“The whole world opened to me when I learned to read.” Mary Mcleod Bethune
For me, it all started with ‘Muna’, a monthly magazine for children.
My mom handed me a copy of it one fine day saying “padnu parcha, naya naya kura thaha huncha” (Reading helps in your exploring new things). I was in grade one, maybe. I went through the pages one by one, fascinated by those beautiful pictures. And I realized it had stories written by students. I wanted to write one.
Sort of words; I realized.
Even these days, when I sit down to write, I feel; I am sort of words, I am not good at vocabularies… I feel stuck most of the times when it comes to prepositions. “Should I use ‘on’ or ‘ín’ here?” I struggle.
I hesitate to call myself a writer because I feel like writers are the most intelligent person. The tag ‘writer’ bongs on my head with the question ‘Do I qualify to call myself a writer?’
I stumble to answer it. But yes, what I would be happy to call myself is, an amateur, who doesn’t want to quit writing as it lets me express. It lets me dream. Sorry, I drifted away. I am not going to write about writing today. Yes, that’s why I am not a writer. I keep on drifting away from my context.
So back to ‘Muna’. Muna introduced me to a whole new world of reading and my story of transformation began. Living in a nuclear family, where both my parents were busy in work, and with no friends around the neighborhood, I used to be home alone most of the times and during those moments, books were my only companion.
Reading was first a compulsion, then it became my fascination and now a survival. I call it my basic need. If you are close to me you know, I can live without rice (staple food of Nepal) but not without books. I never realized when ‘Muna’ turned into Shakespeare and into Oscar Wilde and then into Daniel Goleman. It just happened.
I enjoy reading all genres, all writers, both poetry and prose, fiction and non-fiction. What I feel is I would have lost into the darkness of loneliness if it weren’t books. Never would have reflected about my deeds if it weren’t writers like Matthieu Richard. I would have never loved my beloved so deeply if I had never learned that love can be so deep, like that of Juliet. And I would have never been a feminist if it wasn’t Virginia Woolf.
Books show me my own shift in perspective. I had generated a different meaning out of ‘Shirish ko Ful’ when I read it the first time in grade 12. When I read it the second time in my undergrad, I realized that the book was way beyond what I had inferred.
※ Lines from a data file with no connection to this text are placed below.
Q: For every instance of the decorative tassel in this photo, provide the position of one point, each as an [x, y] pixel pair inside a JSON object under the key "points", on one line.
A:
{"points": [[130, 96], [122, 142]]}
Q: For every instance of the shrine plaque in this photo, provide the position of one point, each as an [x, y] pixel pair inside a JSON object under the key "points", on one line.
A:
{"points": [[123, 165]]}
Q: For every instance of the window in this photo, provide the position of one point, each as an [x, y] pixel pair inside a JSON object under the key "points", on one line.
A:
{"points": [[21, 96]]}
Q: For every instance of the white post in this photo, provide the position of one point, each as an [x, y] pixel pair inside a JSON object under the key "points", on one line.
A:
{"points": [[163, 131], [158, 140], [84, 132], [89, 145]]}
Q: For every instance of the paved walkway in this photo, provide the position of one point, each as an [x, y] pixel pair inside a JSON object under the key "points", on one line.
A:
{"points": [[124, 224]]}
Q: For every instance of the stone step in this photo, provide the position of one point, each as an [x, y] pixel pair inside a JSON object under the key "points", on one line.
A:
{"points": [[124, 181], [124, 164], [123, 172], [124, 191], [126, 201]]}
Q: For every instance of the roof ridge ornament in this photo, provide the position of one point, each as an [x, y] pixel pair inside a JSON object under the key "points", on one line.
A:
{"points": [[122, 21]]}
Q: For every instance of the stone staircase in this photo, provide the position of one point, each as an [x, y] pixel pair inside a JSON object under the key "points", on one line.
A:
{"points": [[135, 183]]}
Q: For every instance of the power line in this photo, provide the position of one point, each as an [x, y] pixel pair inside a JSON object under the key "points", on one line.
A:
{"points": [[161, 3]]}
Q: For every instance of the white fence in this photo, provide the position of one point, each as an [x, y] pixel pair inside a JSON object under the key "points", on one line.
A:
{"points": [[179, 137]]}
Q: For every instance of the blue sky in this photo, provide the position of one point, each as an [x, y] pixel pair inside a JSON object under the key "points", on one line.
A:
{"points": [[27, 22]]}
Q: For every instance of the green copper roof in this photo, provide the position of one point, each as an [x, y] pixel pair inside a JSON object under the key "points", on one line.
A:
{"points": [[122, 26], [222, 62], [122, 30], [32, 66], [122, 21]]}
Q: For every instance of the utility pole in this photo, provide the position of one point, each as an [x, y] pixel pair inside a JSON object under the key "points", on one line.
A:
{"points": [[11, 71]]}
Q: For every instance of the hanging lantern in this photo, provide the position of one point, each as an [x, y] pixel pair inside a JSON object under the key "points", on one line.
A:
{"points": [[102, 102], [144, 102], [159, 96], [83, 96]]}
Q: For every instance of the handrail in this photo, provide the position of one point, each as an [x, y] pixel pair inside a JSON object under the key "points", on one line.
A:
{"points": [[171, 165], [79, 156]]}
What might seem like lifeless pages to someone, have given life to me and not only to me but also to so many other people. So that was my story of Transformation, how reading transformed me.
Today, I am sharing the list of books that friends on my Facebook shared as ‘the one that changed their lives’. The list isn’t in any particular order.
1. Rich Dad Poor Dad by Robert Kiyosaki
2. Harry Potter by JK Rowling
3. Peer-e-Kamil by Umera Ahmed
4. The 8th Habit by Stephen Covey
5. Biography of Warren Buffett by Lawrence A. Cunningham
6. Who moved my cheese? by Spencer Johnson
7. Siddhartha by Hermann Hesse
8. The Fountain Head by Ayn Rand
9. Heart of Darkness by Joseph Conrad
10. Emotional Intelligence by Daniel Goleman
11. Personality by Swami Vivekananda
12. The Diamond Sutra by Osho
13. The Argumentative Indian by Amartya Sen
14. Jane Ayre by Charlotte Bronte
15. The Bell Jar by Sylvia Plath
16. The Power of Habit by Charles Duhigg
17. Gulmohar English Reader (A Secondary level English Book)
18. Goldmund and Narcissus – Herman Hesse
I strongly believe that this list of books will definitely bring a new perspective in your life too. I would love to learn your viewpoint. as for me reading is not just going through the words of the writer but it’s also giving your own perspective to it.